Both Susie and Bobbi started to cry. I didn’t. Maybe I was in a state of shock, but I felt a certain calmness, almost as if I had left my body and was above it all watching, just like some uninvolved observer, detached enough to do and say the right things.
“Put your jacket gently under Noel’s head,” I told Kent.
He nodded, stripped it off, and did as I said.
“Does Eddie have a first-aid kit in the car?” I asked Susie.
“I don’t know.”
She shouted for him. He was now screaming at the old man for being an idiot. His wife started shouting back. I opened the door and got out.
“Stop it!” I shouted at Eddie. “You’re not doing any good. Wait for the police and the ambulance. Do you have a first-aid kit?”
He looked at me, then muttered some curse words, and returned to the car. I got back in, too.
“No, I don’t have a first-aid kit,” he said. “They shouldn’t let people that old drive. He looks like he’s ninety.”
“You weren’t watching the road, Eddie. None of us was,” I said.
He spun around.“Bullshit. The guy just backed out without looking.”
“Forget about it,” Kent said. “Just let Eddie ta
lk to the police,” he told me sternly.
Eddie glared a moment more, and then we all sat there, dazed and still, until we heard the sound of sirens. The patrol car arrived first, and Eddie got out again to talk to the police. One of the officers looked in at Noel.
“Has he been unconscious all this time?” he asked.
Bobbi said yes. He felt for Noel’s pulse and then turned and spoke into the phone on his shoulder. Minutes later, the ambulance arrived. We all got out and watched the paramedics carefully remove Noel from the SUV and get him onto the stretcher to load him into the ambulance. One of the patrolmen began to take down our names, addresses, phone numbers, and information about Noel. While he did that, a tow truck arrived and began to hook up Eddie’s SUV. The elderly man, whose name we learned was Mr. Morgan, was able to drive his car back onto his driveway and out of the street.
“My father’s going to skin me alive if they don’t rule this was the old man’s fault,” Eddie said. “My insurance is high enough as it is. Damn.”
“I think we should be worrying more about Noel,” I said.
No one said anything, but I could see they all agreed. Eddie asked the policemen about helping us follow the ambulance to the hospital. The police told him one of us had to call his or her parents.

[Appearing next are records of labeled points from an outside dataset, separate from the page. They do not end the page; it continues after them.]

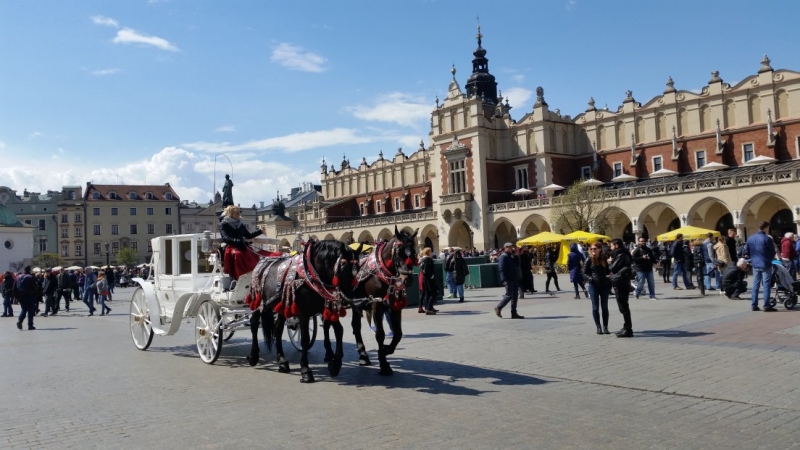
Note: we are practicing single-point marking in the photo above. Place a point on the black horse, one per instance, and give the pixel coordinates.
(313, 284)
(383, 278)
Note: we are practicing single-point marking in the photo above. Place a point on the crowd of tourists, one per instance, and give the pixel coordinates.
(41, 293)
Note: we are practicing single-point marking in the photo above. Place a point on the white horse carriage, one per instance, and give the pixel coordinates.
(186, 281)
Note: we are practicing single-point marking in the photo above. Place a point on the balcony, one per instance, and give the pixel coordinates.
(372, 221)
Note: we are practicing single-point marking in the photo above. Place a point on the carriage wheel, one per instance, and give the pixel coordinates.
(293, 329)
(141, 328)
(206, 332)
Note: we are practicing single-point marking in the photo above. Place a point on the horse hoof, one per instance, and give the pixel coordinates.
(307, 378)
(334, 367)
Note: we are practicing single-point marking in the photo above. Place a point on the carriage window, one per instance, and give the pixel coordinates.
(167, 257)
(185, 257)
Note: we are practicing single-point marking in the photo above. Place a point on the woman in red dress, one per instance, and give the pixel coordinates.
(239, 257)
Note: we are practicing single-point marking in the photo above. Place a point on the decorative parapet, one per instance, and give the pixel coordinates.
(361, 223)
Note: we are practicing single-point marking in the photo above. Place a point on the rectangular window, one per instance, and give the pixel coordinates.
(700, 158)
(658, 163)
(522, 178)
(457, 177)
(748, 152)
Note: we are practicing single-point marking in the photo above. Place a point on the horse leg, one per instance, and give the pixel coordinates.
(283, 363)
(326, 329)
(377, 312)
(306, 376)
(363, 358)
(397, 319)
(255, 318)
(335, 365)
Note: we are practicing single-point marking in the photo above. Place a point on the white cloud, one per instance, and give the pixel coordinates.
(517, 96)
(104, 72)
(130, 36)
(290, 143)
(297, 58)
(395, 107)
(105, 21)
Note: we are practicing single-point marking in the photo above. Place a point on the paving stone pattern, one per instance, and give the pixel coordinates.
(701, 373)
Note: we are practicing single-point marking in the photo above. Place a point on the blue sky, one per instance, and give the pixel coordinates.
(149, 91)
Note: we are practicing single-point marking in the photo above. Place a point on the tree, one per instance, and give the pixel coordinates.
(584, 207)
(127, 257)
(48, 260)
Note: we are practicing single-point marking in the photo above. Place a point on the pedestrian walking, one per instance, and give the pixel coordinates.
(761, 249)
(27, 296)
(508, 267)
(621, 275)
(8, 294)
(643, 259)
(426, 282)
(550, 267)
(574, 265)
(102, 293)
(596, 272)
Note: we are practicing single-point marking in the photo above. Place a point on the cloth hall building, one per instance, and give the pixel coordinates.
(728, 156)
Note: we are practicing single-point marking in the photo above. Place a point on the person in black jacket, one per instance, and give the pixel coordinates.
(733, 283)
(621, 273)
(239, 258)
(596, 273)
(643, 260)
(509, 266)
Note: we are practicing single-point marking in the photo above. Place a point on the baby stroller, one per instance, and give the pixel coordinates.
(785, 290)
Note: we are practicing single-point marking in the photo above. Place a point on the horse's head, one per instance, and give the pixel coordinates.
(404, 254)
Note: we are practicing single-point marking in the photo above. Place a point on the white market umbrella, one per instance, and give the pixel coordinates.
(624, 177)
(663, 173)
(714, 166)
(760, 160)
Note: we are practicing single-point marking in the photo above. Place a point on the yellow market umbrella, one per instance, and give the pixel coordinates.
(688, 232)
(583, 236)
(545, 237)
(366, 249)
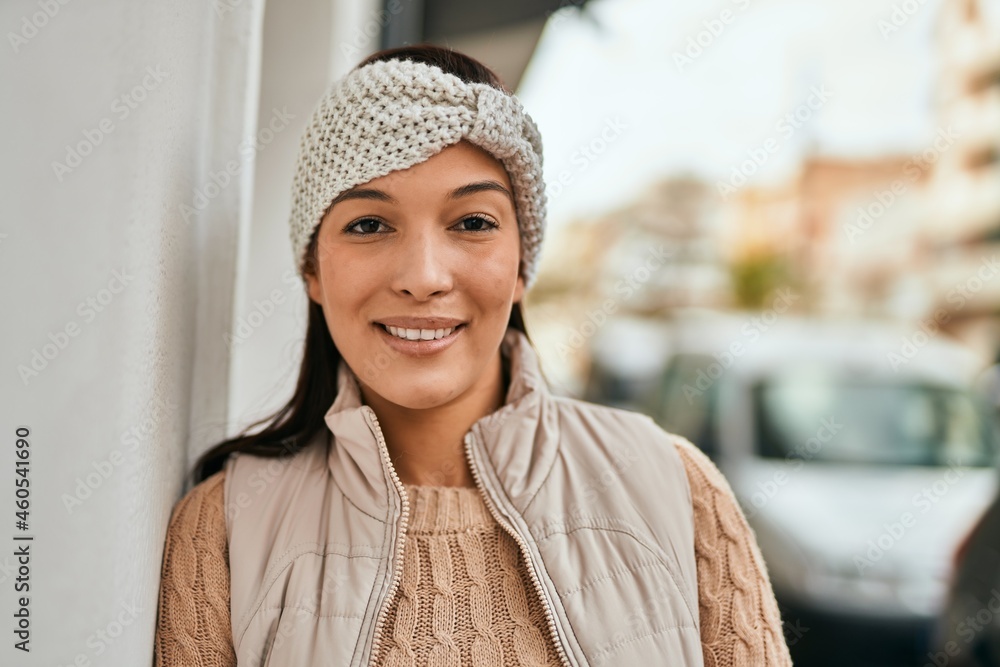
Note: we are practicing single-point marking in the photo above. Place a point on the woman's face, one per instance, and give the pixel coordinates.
(426, 249)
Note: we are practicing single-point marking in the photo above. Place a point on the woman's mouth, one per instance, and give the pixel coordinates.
(419, 341)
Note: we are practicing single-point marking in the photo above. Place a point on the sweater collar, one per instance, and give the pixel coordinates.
(518, 438)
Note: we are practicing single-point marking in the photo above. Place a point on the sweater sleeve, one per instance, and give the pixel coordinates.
(193, 626)
(740, 622)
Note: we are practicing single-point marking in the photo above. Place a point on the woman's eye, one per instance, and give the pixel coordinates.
(479, 223)
(358, 226)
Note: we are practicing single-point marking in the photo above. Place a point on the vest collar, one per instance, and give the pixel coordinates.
(519, 438)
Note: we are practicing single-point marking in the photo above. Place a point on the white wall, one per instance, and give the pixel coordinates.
(140, 379)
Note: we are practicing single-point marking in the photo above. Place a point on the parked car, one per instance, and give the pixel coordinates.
(860, 455)
(969, 630)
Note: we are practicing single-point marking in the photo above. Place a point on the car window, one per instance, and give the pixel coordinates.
(872, 423)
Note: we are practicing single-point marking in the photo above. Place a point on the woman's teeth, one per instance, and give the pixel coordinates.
(419, 334)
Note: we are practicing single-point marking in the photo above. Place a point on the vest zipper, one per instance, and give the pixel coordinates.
(397, 557)
(553, 630)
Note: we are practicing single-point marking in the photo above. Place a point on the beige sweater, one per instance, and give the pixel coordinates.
(465, 596)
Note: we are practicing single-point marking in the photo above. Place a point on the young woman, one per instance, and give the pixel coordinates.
(423, 499)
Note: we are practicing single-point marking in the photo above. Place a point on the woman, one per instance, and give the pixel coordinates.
(423, 499)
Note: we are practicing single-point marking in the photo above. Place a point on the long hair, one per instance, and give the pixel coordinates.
(289, 429)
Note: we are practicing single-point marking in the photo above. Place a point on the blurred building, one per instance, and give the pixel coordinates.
(961, 230)
(841, 232)
(662, 251)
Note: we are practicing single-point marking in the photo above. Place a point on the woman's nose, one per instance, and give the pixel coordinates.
(421, 266)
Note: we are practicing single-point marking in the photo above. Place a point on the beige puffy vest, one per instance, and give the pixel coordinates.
(597, 497)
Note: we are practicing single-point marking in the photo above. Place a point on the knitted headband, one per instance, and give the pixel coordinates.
(391, 115)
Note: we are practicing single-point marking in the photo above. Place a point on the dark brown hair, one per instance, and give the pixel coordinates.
(290, 428)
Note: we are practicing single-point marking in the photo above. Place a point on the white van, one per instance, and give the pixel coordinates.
(857, 449)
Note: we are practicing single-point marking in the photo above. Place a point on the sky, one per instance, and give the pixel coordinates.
(658, 88)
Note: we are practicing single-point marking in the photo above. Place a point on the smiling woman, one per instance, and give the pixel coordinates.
(423, 499)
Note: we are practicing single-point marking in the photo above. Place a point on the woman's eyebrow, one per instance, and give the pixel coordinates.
(374, 194)
(479, 186)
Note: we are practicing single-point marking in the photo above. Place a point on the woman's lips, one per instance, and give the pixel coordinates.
(419, 348)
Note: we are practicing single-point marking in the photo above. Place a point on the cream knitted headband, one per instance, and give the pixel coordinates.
(391, 115)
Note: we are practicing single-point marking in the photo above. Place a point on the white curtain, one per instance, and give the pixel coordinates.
(126, 188)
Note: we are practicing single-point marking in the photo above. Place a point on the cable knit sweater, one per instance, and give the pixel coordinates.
(465, 595)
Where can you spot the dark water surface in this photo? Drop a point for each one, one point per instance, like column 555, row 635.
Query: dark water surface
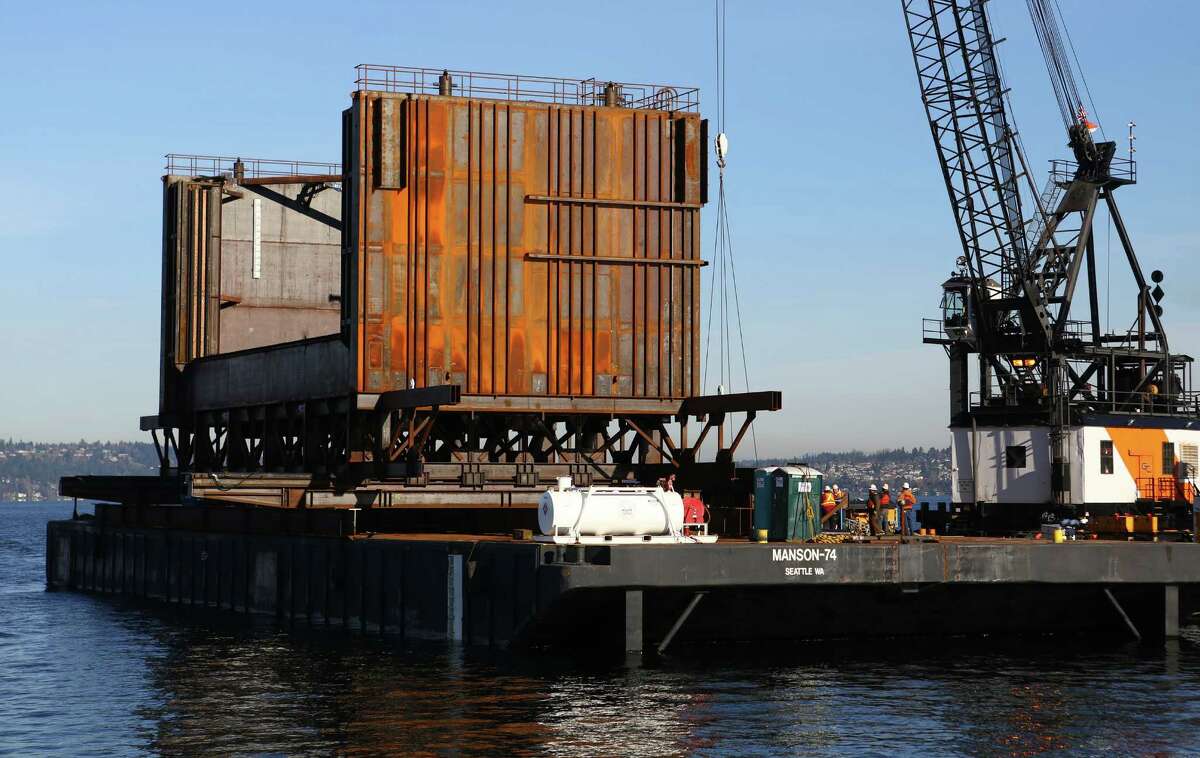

“I’ll call my father,” Kent volunteered. “Let me borrow your phone.”
Eddie handed it to him, and Kent moved off to speak privately with his father. I wanted to call Cassie, but I was afraid of what she would say. I would have hated to have my father come out, too.
Kent’s father arrived pretty quickly after the call. He was concerned first about each of us and thought Bobbi should have her arm checked out at the hospital immediately. We all fell into an even deeper silence as Kent’s father drove us to the hospital. He brought Bobbi to the admittance desk, and a nurse took her to an examination room to check her arm. Eddie, Susie, Kent, and I sat in the lobby waiting to hear about Noel. When we saw his parents arrive, we grew even more terrified. Noel’s father came out a while later. He looked very angry.
“What the hell happened?” he asked Eddie.
Despite all his bravado, Eddie began to cry as he explained and blamed the elderly man for shooting out without looking. I heard him tell Noel’s father that he hadn’t had much of a chance to avoid hitting him. He said nothing about Susie distracting him, however. I looked away, ashamed. Noel’s father marched off again.